Rugby Club's Will Greenwood caught up with England coach Stuart Lancaster this week ahead of his side's tough set of Autumn Internationals.
England will face Fiji, Australia, South Africa and World Champions New Zealand at Twickenham, and Lancaster is setting the bar high.
"We want to win all four games," he said. "I don't subscribe to the view that we will set a target of winning three out of four - effectively you are saying that you are happy to lose one game.
"I don't buy into that. We want to build a side for 2015 but it is about hitting that balance between winning in the here and now, too.
We don't want four games at home at Twickenham with 80,000 fans turning up to cheer us up and not give our best account."
Almost a year has passed since Lancaster took the England reins following a disappointing World Cup campaign that was blighted by poor performances and off-field controversies.
"On December 8 last year I got the interim job and there was a lot that needed doing at the time," said the former high-school teacher. "We had not gone great in the World Cup and were on the front pages for the wrong reasons.
"That was the starting point to building a new England team. We had to develop a new group of leaders to take us forward who would set the framework and the mind-set of being an England player.
"Chris Robshaw, Ben Youngs, Owen Farrell, Brad Barritt - they were the ones who then set that framework up as leaders within the team. I just then gave them the opportunity to express themselves both in meetings and on the training fields."
Going on the attack
Lancaster has changed the culture and the ethos of the England team, but ultimately they will be judged by what they do on the pitch.
Their defence has been solid but throughout the Six Nations and on their tour to South Africa they struggled to be creative - an issue that Lancaster knows he must change.
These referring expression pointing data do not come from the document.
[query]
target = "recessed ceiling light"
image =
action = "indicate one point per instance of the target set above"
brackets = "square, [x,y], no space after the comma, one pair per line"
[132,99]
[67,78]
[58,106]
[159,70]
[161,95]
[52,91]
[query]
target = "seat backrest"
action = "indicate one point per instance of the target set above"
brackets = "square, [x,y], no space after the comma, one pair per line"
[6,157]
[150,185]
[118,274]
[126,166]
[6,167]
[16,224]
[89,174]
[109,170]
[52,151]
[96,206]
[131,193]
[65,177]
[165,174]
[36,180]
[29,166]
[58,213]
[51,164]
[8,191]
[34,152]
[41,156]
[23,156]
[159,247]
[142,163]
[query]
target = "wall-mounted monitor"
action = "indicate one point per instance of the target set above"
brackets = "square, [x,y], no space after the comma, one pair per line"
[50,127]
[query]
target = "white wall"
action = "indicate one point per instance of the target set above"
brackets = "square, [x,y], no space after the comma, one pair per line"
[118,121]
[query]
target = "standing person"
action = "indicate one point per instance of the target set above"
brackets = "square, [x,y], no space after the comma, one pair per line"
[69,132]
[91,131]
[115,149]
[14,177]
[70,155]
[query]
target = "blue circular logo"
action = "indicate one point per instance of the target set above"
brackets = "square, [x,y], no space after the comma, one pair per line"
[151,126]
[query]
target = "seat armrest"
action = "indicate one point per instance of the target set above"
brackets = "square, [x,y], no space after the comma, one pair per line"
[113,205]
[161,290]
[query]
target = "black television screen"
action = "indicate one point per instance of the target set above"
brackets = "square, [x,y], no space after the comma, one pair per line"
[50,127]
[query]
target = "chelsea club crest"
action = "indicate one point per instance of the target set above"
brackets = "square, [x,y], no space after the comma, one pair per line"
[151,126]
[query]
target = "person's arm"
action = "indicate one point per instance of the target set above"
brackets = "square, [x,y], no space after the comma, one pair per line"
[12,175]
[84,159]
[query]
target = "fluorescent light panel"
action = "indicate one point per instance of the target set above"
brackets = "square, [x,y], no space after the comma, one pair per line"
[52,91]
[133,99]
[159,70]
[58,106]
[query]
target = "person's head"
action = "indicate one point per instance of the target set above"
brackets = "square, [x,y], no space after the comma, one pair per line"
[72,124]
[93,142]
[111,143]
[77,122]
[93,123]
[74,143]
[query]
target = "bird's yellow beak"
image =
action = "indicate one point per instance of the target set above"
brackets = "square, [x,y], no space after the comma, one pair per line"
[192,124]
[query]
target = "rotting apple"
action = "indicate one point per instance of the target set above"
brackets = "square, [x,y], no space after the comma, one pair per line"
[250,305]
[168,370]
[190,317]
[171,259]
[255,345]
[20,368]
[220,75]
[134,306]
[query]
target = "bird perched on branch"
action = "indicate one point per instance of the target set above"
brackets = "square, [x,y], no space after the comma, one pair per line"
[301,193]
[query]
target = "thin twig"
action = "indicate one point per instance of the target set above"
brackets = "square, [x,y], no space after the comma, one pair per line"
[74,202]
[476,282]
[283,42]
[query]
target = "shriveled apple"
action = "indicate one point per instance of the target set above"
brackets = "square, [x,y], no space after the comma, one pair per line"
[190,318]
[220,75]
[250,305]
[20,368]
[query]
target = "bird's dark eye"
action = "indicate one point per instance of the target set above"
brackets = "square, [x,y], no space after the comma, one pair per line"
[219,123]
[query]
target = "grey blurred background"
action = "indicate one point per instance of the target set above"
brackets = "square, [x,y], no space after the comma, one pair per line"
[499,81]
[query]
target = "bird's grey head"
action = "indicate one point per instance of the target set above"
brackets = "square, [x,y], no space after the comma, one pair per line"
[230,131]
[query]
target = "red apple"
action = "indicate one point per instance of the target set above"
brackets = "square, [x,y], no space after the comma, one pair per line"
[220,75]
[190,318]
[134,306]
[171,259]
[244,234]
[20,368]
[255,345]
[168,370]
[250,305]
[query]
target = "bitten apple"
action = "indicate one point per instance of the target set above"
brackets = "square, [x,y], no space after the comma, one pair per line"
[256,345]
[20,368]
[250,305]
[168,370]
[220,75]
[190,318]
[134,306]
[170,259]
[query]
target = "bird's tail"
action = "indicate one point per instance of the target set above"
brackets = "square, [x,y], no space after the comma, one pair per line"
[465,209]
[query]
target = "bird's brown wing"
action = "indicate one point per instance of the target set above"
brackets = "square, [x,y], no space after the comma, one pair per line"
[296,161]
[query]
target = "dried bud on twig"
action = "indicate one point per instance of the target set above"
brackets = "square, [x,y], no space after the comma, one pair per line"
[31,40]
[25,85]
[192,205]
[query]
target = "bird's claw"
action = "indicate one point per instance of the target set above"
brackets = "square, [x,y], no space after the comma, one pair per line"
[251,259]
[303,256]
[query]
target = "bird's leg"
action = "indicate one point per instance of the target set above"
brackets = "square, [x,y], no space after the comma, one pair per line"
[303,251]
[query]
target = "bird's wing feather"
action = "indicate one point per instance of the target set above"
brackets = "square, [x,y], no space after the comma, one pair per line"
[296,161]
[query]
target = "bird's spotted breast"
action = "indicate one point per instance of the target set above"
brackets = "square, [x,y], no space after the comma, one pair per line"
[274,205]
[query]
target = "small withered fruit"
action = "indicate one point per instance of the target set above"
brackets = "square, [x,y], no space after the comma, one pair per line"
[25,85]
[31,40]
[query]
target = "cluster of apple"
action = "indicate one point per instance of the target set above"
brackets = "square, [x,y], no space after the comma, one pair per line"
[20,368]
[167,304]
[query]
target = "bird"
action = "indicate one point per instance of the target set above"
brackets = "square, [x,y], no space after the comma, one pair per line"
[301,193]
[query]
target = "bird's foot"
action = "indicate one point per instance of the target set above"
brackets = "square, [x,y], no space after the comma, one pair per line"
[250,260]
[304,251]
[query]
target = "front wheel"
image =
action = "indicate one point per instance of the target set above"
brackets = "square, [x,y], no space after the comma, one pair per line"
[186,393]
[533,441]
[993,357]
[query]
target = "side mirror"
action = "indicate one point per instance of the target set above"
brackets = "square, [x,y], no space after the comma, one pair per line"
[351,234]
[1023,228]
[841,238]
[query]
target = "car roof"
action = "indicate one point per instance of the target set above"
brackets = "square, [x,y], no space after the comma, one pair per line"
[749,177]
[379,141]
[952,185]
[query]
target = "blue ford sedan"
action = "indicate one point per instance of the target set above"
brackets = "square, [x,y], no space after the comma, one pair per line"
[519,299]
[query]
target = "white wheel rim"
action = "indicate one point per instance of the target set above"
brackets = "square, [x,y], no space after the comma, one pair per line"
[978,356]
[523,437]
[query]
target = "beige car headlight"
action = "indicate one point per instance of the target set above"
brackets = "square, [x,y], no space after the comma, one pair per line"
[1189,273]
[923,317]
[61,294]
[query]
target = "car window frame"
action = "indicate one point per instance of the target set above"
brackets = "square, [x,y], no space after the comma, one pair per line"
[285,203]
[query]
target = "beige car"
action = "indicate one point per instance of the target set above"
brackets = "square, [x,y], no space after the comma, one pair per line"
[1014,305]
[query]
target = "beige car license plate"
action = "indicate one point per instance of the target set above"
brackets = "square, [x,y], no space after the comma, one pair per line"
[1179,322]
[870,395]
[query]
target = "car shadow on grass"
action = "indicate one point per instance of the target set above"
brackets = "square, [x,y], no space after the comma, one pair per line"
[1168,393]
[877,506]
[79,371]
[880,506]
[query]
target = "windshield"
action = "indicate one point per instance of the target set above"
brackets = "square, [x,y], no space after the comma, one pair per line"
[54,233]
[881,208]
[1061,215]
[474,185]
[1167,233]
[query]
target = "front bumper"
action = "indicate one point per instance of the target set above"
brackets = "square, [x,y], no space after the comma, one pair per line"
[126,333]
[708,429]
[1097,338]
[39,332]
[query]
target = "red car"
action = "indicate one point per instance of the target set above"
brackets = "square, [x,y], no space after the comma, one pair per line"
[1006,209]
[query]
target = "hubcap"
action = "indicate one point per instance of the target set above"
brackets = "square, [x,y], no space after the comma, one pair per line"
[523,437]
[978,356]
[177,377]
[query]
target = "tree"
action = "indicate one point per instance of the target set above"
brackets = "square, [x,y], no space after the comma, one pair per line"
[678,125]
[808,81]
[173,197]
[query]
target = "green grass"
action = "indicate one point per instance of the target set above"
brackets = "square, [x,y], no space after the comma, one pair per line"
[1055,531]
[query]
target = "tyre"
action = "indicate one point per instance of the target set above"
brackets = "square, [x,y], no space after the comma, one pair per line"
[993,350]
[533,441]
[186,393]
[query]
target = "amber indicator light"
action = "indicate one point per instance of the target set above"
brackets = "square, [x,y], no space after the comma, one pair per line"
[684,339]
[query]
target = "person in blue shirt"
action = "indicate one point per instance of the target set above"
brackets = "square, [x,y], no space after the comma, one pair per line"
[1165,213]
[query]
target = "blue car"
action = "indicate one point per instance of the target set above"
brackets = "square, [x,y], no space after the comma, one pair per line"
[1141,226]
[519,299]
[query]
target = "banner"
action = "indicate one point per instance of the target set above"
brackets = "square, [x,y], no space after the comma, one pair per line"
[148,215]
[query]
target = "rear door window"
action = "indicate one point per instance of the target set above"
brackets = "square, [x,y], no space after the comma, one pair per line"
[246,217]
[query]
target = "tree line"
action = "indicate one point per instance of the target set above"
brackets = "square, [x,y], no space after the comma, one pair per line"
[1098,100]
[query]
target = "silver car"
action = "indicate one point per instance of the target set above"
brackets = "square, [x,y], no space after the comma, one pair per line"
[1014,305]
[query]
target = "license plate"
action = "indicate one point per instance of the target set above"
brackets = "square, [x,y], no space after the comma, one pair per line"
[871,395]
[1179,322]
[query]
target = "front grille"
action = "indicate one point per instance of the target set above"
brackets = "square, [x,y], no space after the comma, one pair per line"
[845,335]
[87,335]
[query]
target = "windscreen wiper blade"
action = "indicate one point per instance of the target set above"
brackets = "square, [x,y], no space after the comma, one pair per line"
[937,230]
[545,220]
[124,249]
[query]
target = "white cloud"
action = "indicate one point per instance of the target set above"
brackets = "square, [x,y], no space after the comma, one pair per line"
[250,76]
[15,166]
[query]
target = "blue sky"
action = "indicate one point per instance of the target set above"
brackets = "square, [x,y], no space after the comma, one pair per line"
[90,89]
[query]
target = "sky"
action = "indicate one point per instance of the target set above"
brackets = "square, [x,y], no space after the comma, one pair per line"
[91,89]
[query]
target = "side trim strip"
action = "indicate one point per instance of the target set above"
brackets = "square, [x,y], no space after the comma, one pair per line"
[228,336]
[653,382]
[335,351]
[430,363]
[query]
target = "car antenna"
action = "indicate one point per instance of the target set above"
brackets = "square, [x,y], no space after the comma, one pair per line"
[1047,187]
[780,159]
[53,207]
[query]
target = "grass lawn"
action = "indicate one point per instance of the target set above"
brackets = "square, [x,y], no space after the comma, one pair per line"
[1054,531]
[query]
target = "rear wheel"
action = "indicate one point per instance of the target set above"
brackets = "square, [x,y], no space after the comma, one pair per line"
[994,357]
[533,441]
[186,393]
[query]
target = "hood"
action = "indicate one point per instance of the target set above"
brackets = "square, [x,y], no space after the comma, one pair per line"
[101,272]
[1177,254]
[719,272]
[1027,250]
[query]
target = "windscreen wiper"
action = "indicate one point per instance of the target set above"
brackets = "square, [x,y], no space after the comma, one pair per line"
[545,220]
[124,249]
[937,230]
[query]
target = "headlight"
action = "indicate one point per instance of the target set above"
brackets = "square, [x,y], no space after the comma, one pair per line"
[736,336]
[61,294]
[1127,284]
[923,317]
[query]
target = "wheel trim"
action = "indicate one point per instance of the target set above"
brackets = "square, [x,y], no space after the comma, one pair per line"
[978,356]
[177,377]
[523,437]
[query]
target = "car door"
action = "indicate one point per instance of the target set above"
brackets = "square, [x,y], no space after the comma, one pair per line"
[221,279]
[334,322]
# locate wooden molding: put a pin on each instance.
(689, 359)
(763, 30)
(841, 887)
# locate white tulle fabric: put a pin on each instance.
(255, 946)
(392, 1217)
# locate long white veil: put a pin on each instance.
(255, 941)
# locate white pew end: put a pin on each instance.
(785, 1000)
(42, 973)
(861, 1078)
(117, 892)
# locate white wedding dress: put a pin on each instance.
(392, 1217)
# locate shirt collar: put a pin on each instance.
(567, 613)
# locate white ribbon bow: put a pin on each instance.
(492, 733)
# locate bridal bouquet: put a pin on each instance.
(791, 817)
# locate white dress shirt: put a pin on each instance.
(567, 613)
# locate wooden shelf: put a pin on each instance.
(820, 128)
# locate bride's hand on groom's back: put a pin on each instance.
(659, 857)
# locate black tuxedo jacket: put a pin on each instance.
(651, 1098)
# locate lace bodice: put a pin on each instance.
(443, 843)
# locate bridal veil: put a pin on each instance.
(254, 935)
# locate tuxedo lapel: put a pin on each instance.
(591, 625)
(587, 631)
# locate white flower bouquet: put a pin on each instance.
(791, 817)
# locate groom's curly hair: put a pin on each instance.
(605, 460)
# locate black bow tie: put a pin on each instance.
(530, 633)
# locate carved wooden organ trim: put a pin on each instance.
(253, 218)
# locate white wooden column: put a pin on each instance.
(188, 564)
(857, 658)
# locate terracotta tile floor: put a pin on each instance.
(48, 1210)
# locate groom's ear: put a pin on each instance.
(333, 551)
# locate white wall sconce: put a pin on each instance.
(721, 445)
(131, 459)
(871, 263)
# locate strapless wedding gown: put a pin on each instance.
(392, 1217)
"I think any coach will tell you that attack is a lot harder to create," he explained. "People look at it in isolation and say it is about scoring tries, but it is about building pressure, playing in the right area and about the kicking game, too.
"It is all inter-related, but we want to be better because the reality is defence will stop you from losing games but attack will win you games."
Taking on the Southern Hemisphere big guns is never easy but with the likes of Dylan Hartley, Courtney Lawes and Jonathan Joseph out with injury, Lancaster faces an even tougher task - but he is still reluctant to pick any French-based players into the squad.
Steffon and Delon Armitage have been receiving rave reviews for their performances for Toulon, with many pundits saying that Steffon is the kind of flanker that England are missing - but Lancaster disagrees.
"You can never say never but we still have to get release from the French clubs," he added. "The players cannot be available for the camps when we need them so there has to be a pretty strong reason why we would want to bring someone in.
"They would have to be operating at a much higher level than someone who we already have in our squad, and when you look at Steffon Armitage as an example, who is playing very well in Toulon, he has got to get in ahead of Chris Robshaw for me.
"Fundamentally I would prefer English based players to be playing in England. I want to support our English clubs in that regard."